Sixteen of 38 patients (42%) reported one or more GI complaint and received a specific GI diagnosis. Nine of 38 patients (24%) complained of early satiety, epigastric fullness, anorexia, nausea, or vomiting. Gastroparesis was suspected when endoscopic evaluation revealed undigested food in the stomach after overnight fast and symptoms could not be attributed to peptide disease or cytomegalovirus gastritis. Delayed gastric emptying was confirmed by gastric scintigraphy. Mean gastric empty (t1/2) was 263 +/- 115 min (normal < 95 min). Gastroparesis occurred in 4 of 13 right lung, 2 of 12 left lung, 1 of 9 bilateral single lung, and 2 of 4 heart-lung recipients (p = NS). Patients responded partially to metoclopramide or cisapride, with the exception of two patients who required placement of jejunal feeding tubes secondary to severe symptoms. In long-term follow-up, symptoms resolved in all patients and treatment with medications or mechanical intervention was successfully discontinued. Four of nine patients (44%) suffering from gastroparesis developed obliterative bronchiolitis (OB). Food particles were discovered in the BAL fluid of two such symptomatic patients. In contrast, only 6 of 29 (21%) nonsymptomatic patients developed OB (p = 0.16).

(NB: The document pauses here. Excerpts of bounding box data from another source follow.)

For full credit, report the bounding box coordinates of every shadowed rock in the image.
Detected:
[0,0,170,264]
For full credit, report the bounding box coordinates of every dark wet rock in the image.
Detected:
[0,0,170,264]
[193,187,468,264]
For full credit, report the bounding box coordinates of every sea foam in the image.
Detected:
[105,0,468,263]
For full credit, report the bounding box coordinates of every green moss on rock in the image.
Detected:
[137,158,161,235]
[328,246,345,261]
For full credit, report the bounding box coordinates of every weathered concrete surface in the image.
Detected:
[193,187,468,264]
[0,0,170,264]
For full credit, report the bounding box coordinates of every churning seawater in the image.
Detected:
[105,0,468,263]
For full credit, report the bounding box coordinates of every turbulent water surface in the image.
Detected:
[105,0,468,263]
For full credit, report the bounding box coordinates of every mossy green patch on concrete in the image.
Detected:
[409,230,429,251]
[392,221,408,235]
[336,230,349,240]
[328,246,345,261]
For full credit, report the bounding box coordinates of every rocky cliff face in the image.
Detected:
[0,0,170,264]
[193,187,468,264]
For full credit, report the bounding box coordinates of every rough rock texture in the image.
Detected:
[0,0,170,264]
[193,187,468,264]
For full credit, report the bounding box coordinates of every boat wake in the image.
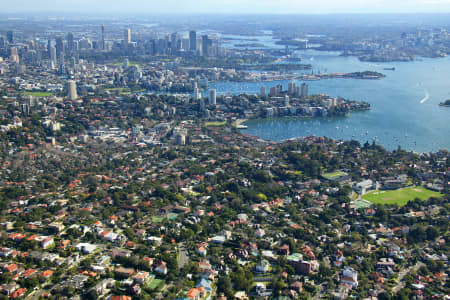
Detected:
[420,90,430,103]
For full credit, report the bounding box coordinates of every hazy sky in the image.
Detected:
[2,0,450,14]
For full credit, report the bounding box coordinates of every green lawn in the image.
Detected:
[152,216,165,223]
[205,121,227,127]
[23,92,53,97]
[362,186,443,206]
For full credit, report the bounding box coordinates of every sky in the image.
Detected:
[2,0,450,14]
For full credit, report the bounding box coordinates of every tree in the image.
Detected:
[426,226,439,241]
[217,275,233,298]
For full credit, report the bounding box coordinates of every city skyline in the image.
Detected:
[2,0,450,14]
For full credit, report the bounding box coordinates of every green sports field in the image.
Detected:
[362,186,443,206]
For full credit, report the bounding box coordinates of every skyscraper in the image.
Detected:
[56,36,64,60]
[288,81,295,95]
[300,83,308,98]
[189,31,197,51]
[67,80,78,100]
[66,32,74,54]
[208,89,217,105]
[123,28,131,44]
[202,34,212,56]
[50,45,58,66]
[6,30,14,44]
[259,85,267,97]
[102,24,105,50]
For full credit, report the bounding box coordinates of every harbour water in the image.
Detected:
[210,50,450,152]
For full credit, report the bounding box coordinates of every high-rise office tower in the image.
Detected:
[194,87,202,100]
[66,32,74,54]
[259,85,267,97]
[123,28,131,44]
[6,30,14,44]
[288,81,295,95]
[67,80,78,100]
[208,89,217,105]
[202,34,211,56]
[50,45,58,66]
[102,24,105,50]
[189,31,197,51]
[284,95,290,106]
[56,36,64,60]
[300,83,308,98]
[170,32,179,52]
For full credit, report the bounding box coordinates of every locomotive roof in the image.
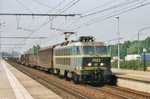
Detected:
[56,41,107,47]
[40,46,54,51]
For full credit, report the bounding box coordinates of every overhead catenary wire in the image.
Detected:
[16,0,33,13]
[71,2,150,30]
[82,0,139,17]
[19,0,80,48]
[52,0,140,31]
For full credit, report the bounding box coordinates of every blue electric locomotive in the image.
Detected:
[53,36,112,83]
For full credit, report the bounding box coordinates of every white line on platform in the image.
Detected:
[1,60,33,99]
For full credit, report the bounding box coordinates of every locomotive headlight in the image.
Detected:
[76,66,82,70]
[100,63,104,66]
[88,63,92,66]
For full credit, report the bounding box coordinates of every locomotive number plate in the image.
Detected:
[92,58,101,62]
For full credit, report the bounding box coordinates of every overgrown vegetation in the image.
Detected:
[111,37,150,60]
[111,37,150,70]
[111,60,150,71]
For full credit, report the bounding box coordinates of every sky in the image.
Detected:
[0,0,150,52]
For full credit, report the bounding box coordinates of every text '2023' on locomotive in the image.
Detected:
[19,36,112,83]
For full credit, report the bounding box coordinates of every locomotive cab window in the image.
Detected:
[96,46,109,55]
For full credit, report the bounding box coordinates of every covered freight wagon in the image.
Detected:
[39,46,54,71]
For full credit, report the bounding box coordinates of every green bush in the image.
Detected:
[111,60,150,70]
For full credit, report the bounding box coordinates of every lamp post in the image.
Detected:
[0,21,5,59]
[116,16,120,69]
[143,48,146,71]
[138,27,150,69]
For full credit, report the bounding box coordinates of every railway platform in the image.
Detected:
[0,60,61,99]
[112,68,150,93]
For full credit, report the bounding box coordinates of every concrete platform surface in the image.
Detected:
[112,69,150,93]
[0,60,61,99]
[111,68,150,83]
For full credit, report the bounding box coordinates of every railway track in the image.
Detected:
[9,62,150,99]
[7,63,88,99]
[105,86,150,99]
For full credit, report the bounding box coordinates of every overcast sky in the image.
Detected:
[0,0,150,52]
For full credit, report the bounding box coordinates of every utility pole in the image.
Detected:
[138,27,150,69]
[0,21,5,59]
[116,16,120,69]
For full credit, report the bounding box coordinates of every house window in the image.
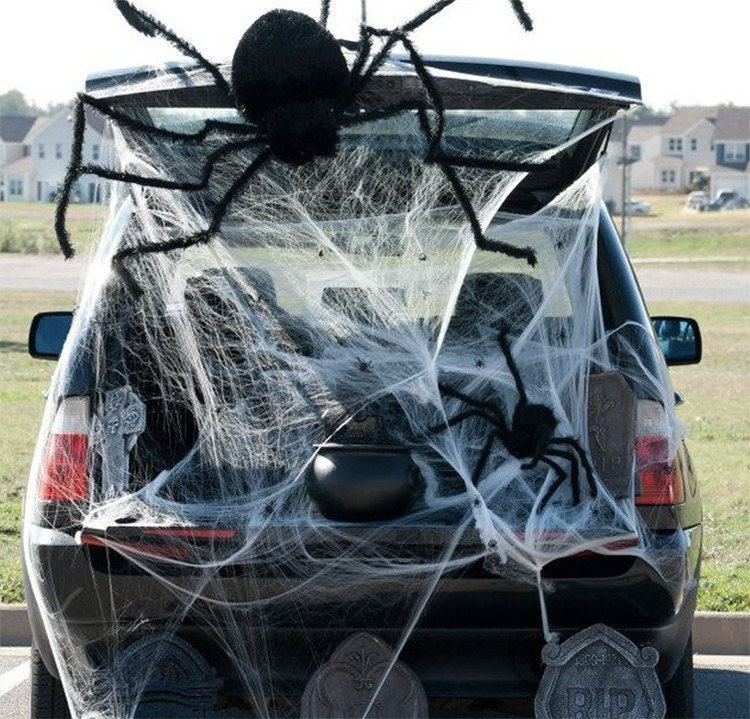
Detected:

Symptomatic gastroparesis is a frequent complication of lung or heart-lung transplantation that may promote microaspiration into the lung allograft.
我们观察到肺移植和心肺移植受者术后胃轻瘫的发生率出乎意料地高。
确定胃肠道并发症的发生率,并描述肺移植后出现症状性胃轻瘫患者的临床特征。
对38例成年肺移植和心肺移植受者进行3年随访,回顾性研究胃肠道症状和并发症。
38例患者中有16例(42%)报告了一种或多种胃肠道不适并接受了特定的胃肠道诊断。38例患者中有9例(24%)主诉早饱、上腹部胀满、厌食、恶心或呕吐。当内镜检查显示禁食一夜后胃内有未消化食物且症状不能归因于肽类疾病或巨细胞病毒性胃炎时,怀疑有胃轻瘫。通过胃闪烁显像证实胃排空延迟。平均胃排空时间(t1/2)为263±115分钟(正常<95分钟)。13例右肺移植受者中有4例、12例左肺移植受者中有2例、9例双侧单肺移植受者中有1例、4例心肺移植受者中有2例发生胃轻瘫(p=无显著性差异)。除2例因严重症状需要放置空肠喂养管的患者外,患者对胃复安或西沙必利部分有反应。在长期随访中,所有患者症状均缓解,成功停用药物或机械干预治疗。9例胃轻瘫患者中有4例(44%)发生闭塞性细支气管炎(OB)。在2例有症状的此类患者的支气管肺泡灌洗(BAL)液中发现食物颗粒。相比之下,29例无症状患者中只有6例(21%)发生OB(p=0.16)。
症状性胃轻瘫是肺移植或心肺移植的常见并发症,可能会促进异体肺发生微误吸。